Many VARs and others in the IT space have built up their successful businesses by adopting a take-no-prisoners approach to sales. When times get tough, it can be tempting to dedicate even more attention, energy, and resources than usual to the process of searching for and wooing new prospects.

However, although it may make sense to redouble or rejigger your sales focus in response to evolving circumstances in your business or in the market, it’s important to make sure that you’re allocating resources in a smart, targeted way. An across-the-board increase in the time and effort you dedicate to sales is unlikely to achieve the kind of bottom-line boosting impact you’re looking for.

So, how can you make sure that a bumped-up focus on sales won’t go to waste? The key lies in singling out the potential clients that are most likely to follow through and apportioning your sales resources accordingly. Here are a few guidelines to help you figure out which prospects are worth the most time and effort.

Make sure you’re fishing in the right pond.  Most VARs can significantly improve their sales success rate by focusing on a relatively narrowly defined target market. You can make the most out of your finite sales resources by focusing on a select few sectors.

Develop a standard script for pre-qualifying prospective clients.  Depending on your business model and product and service offerings, there are likely to be a handful of key questions that can help you separate serious buyers from “looky-loos” during the first conversation. Compile a list of questions that your sales staff can use to quickly determine which prospects stand the best chance of following through.

Don’t hesitate to push until you get a firm answer.  It’s not uncommon for prospects to remain vague and non-committal during the early stages of the sales process. However, when this hesitance persists for weeks and weeks, the law of diminishing returns begins to set in. It’s not rude to push for a firm commitment after you’ve invested a fair amount of time and attention in a prospective client.
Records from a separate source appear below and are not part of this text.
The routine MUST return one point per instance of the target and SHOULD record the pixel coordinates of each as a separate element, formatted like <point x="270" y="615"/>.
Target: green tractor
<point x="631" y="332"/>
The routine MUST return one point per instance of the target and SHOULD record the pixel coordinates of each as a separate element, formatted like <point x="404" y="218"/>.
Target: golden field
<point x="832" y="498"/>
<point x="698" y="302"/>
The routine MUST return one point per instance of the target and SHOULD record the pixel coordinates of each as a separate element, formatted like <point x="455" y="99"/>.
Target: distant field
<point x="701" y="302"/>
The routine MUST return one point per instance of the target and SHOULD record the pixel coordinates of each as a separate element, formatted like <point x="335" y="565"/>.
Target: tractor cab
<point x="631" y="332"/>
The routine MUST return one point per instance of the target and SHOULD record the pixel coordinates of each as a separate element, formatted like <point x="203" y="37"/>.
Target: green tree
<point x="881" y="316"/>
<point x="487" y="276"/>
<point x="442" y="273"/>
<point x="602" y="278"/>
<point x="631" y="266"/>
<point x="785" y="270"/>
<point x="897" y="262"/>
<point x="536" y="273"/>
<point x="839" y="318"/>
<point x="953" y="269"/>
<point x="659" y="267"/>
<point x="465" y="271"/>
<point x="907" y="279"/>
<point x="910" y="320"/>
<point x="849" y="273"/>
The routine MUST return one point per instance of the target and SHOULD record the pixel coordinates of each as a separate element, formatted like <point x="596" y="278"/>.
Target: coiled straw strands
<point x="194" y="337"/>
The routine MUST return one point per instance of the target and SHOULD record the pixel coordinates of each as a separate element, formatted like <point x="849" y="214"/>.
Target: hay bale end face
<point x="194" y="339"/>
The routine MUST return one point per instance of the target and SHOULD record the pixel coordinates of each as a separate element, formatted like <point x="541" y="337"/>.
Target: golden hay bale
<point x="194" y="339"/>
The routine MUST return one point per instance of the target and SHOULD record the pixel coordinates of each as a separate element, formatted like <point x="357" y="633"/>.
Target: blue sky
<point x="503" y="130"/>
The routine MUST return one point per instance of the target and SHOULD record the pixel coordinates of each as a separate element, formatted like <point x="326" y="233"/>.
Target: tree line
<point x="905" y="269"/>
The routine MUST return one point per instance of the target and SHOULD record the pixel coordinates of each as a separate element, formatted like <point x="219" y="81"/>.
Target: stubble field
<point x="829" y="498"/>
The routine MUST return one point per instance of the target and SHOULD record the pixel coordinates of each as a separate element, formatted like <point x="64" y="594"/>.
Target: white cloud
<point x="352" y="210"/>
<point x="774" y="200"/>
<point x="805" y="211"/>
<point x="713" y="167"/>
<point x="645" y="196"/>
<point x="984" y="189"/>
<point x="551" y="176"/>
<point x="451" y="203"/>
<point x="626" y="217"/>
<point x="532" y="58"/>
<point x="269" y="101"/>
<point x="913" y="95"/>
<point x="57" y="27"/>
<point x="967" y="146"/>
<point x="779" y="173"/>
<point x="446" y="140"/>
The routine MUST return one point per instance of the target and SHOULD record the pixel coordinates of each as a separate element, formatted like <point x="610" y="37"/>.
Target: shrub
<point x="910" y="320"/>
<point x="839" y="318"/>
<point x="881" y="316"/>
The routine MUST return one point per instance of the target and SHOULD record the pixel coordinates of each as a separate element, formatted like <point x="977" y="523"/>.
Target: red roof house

Create a prospect-ranking rubric that works with your business model.  Taking into consideration your target demographic, the vagaries of your market, and your unique product and service offerings, work with your team to develop a company-wide ranking system that can be used to classify each prospect and define their place on the “probable-sales” spectrum. That way, every member of your organization will be able to keep tabs on the latest developments with just a quick glance.

Consider both obvious and not-so-obvious variables.  Sometimes, the factors that are most commonly used to qualify a prospect—including budget, willingness, credit-worthiness, decision-making power—aren’t enough to tell the whole story. Although a ranking system can be very helpful in the process of classifying and categorizing prospects, some special cases may call for a more detailed analysis before you determine whether a buyer is serious.